Fog is a cloud of tiny water droplets that forms at ground level and is thick enough to limit horizontal visibility to less than 1 kilometre. The presence of heavy and extended periods of fog in the Indo-Gangetic Plains is one of the major weather hazards, impacting road transportation, aviation, the economy and public life in general. So, it is essential to be able to detect the fog in time, in order to deal with a large number of influence factors. The ground observations, which are manual and automatic visibility measurements, are limited in spatial and temporal coverage. The satellite products especially from geostationary platforms have the advantage of temporally continuous data over a large spatial extent. The present work is on the retrieval of fog from geostationary satellite data over Indo-Gangetic Plains. The state-of-art fog products over IG plains are Fog/Low stratus clouds and that too doesn’t have good accuracy during dawn and dusk. In this research, the emphasises is on the retrieval of pure foggy pixels during the whole day including dawn and dusk. The algorithm has been developed using Random Forest (RF) machine learning techniques. The data used is of MSG (Meteosat second generation) SEVIRI (Spinning Enhanced Visible and Infrared Imager) onboard Meteosat-8 and ground visibility data.
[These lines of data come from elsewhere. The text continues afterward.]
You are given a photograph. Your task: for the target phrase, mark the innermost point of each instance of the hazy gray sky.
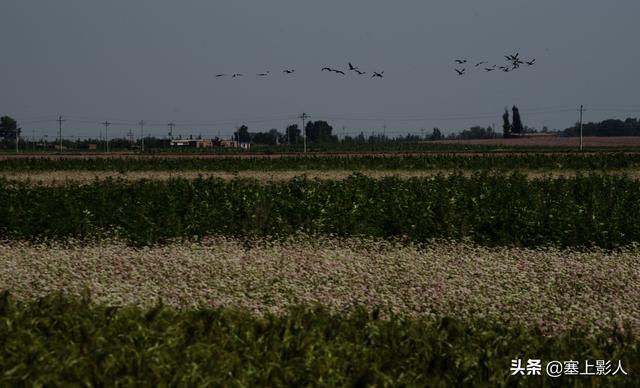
(156, 60)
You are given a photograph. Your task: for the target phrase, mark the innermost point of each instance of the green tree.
(506, 126)
(516, 127)
(292, 134)
(242, 134)
(320, 132)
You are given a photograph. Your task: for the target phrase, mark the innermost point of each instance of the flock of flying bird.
(355, 69)
(513, 63)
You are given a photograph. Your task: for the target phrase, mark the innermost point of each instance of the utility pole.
(141, 135)
(581, 110)
(171, 125)
(304, 116)
(60, 130)
(106, 133)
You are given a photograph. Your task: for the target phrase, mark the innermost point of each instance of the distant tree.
(436, 135)
(8, 128)
(610, 127)
(516, 127)
(292, 134)
(506, 126)
(242, 134)
(319, 132)
(269, 138)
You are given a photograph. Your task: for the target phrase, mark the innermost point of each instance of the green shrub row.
(550, 161)
(489, 209)
(57, 341)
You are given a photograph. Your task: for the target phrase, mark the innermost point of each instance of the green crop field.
(441, 277)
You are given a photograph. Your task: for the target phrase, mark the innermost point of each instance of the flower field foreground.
(557, 290)
(60, 178)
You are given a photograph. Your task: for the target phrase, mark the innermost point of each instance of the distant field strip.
(557, 289)
(489, 209)
(59, 178)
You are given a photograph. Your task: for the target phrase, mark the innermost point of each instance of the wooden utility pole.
(60, 131)
(581, 110)
(106, 133)
(304, 116)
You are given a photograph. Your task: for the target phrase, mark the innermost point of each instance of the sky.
(124, 61)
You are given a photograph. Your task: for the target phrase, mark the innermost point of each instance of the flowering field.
(62, 177)
(473, 160)
(555, 289)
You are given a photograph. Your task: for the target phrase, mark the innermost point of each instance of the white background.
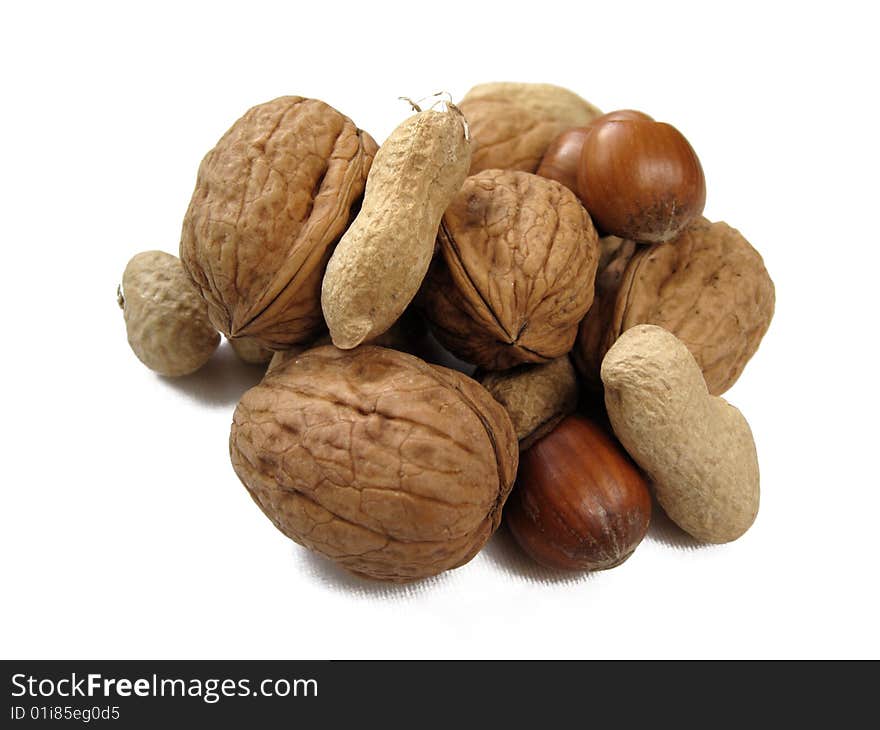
(124, 532)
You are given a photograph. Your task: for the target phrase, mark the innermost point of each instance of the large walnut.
(394, 468)
(516, 277)
(271, 201)
(513, 124)
(708, 287)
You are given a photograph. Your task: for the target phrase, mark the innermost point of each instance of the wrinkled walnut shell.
(536, 397)
(251, 351)
(271, 200)
(394, 468)
(516, 277)
(513, 124)
(708, 287)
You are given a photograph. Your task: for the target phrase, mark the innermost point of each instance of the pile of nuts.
(560, 251)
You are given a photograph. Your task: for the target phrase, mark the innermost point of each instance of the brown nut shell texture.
(165, 318)
(394, 468)
(271, 200)
(696, 448)
(382, 259)
(513, 124)
(708, 287)
(519, 257)
(536, 397)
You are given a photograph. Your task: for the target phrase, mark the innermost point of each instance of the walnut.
(394, 468)
(270, 202)
(536, 397)
(519, 256)
(708, 287)
(513, 124)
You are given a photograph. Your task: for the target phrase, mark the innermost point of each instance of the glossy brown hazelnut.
(640, 179)
(579, 502)
(563, 157)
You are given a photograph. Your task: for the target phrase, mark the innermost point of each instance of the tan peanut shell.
(380, 263)
(536, 397)
(271, 200)
(513, 124)
(165, 318)
(519, 257)
(696, 448)
(709, 287)
(394, 468)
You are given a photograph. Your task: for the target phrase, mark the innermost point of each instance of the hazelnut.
(579, 502)
(640, 179)
(563, 157)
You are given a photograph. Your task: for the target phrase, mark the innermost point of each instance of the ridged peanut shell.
(165, 318)
(382, 259)
(271, 200)
(696, 448)
(394, 468)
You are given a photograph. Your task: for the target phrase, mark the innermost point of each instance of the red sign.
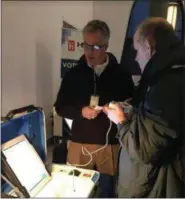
(71, 45)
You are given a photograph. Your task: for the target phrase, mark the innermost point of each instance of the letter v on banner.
(72, 49)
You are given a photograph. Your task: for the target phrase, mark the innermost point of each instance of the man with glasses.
(96, 80)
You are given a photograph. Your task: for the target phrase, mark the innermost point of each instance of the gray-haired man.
(95, 81)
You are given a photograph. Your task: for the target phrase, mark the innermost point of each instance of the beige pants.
(104, 161)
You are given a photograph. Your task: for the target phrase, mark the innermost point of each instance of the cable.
(16, 189)
(90, 154)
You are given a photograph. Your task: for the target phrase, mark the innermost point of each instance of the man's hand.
(115, 114)
(89, 113)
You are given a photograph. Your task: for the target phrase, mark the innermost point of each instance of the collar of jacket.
(100, 68)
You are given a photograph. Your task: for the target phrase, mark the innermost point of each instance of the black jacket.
(154, 139)
(75, 91)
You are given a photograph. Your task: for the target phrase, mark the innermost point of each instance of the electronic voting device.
(64, 180)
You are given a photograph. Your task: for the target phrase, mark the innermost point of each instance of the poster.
(72, 49)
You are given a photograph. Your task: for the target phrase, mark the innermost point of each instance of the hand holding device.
(89, 112)
(115, 112)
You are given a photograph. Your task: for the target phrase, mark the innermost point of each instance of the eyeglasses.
(92, 47)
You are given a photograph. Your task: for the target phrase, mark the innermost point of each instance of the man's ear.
(150, 44)
(106, 46)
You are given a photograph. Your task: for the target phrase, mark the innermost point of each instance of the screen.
(26, 164)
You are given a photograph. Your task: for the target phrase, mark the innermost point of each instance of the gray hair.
(98, 25)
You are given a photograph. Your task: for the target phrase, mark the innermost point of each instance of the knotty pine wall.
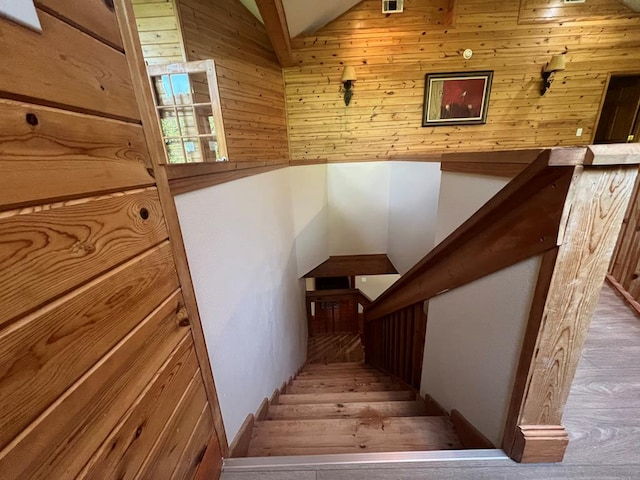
(392, 54)
(249, 77)
(159, 29)
(98, 372)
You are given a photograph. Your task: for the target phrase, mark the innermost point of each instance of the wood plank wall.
(391, 55)
(159, 29)
(249, 77)
(98, 373)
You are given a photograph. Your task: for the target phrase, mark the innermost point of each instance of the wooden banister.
(568, 207)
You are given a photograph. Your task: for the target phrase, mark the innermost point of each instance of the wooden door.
(619, 118)
(101, 375)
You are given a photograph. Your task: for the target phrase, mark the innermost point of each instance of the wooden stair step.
(348, 397)
(354, 435)
(340, 373)
(354, 387)
(333, 382)
(347, 410)
(323, 366)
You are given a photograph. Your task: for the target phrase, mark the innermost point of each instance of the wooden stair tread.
(348, 397)
(312, 366)
(347, 410)
(324, 376)
(355, 387)
(353, 435)
(333, 382)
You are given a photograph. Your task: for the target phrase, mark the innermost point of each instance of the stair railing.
(567, 206)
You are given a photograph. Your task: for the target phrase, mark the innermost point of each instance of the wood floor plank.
(311, 437)
(601, 387)
(349, 397)
(459, 472)
(347, 410)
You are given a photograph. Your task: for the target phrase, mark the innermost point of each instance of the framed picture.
(458, 98)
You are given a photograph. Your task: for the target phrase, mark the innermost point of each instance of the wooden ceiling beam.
(275, 22)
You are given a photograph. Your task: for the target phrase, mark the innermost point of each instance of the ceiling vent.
(392, 6)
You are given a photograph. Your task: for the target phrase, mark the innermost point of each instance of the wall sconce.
(348, 77)
(550, 68)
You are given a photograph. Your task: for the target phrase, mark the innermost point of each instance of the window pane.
(169, 122)
(200, 87)
(204, 119)
(181, 89)
(162, 90)
(209, 147)
(174, 151)
(193, 150)
(187, 121)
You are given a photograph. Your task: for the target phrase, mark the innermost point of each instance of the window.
(188, 106)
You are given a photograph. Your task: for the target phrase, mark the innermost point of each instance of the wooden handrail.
(567, 206)
(521, 221)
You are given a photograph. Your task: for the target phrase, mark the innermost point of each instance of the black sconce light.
(550, 68)
(348, 77)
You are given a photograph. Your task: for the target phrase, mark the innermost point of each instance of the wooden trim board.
(350, 265)
(240, 445)
(633, 303)
(566, 296)
(155, 144)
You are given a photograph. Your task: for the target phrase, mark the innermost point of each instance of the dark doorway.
(619, 118)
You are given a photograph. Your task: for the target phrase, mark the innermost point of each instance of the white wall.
(23, 12)
(358, 196)
(474, 333)
(239, 238)
(310, 215)
(413, 207)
The SEVIRI has capability to provide data in 11 spectral bands at 3 km resolution and in one high resolution visible (HRV) band at 1 km resolution every 15 minutes. The sensor has wavelengths ranging from visible (0.56 µm) to thermal infrared (14.40 µm) region of EM spectrum. The ground data used are acquired from Surface synoptic observation (SYNOP) and Meteorological Aviation Routine Weather Reports (METAR). A total of 11 METAR stations and 121 SYNOP stations are available in the study area.

The Random Forest model was trained using SEVIRI data and topography data as inputs and the fog data as target feature. A total of 17,856 images (of three winter seasons i.e. December and January) of SEVIRI are used for the training of RF model. After conducting many experiments and going through many trial and errors a Fog retrieval algorithm was developed to generate a fog map with minimal error. The inputs parameters which are selected here for fog retrieval algorithm includes, the band values from eleven different bands of SEVIRI, some of the band differences and the elevation data. Each parameter contributes to the algorithm’s overall accuracy in its own way. Elevation has the highest importance in the classification of fog, followed by band 1 (0.6 µm) and band 2 (0.8 µm) of SEVIRI. The algorithm developed has been proven capable of detecting fog irrespective of time i.e. day, night, dawn and dusk with high accuracy. Moreover, the final product is the pure fog product rather than Fog/Low stratus clouds. Figure shows typical fog images retrieved during dawn, day, dusk and night on January 7, 2021.

Figure: Fog images retrieved during Dawn, Day, Dusk and Night Time on January 7, 2021
Cross validation results show that the retrieved fog products have good accordance with ground observation data with an overall accuracy of 88% which means the algorithm is successful in classifying 88% of fog and non-fog events. The Hit rate of the classification is 61%, which means that the 61% of foggy pixels were correctly classified.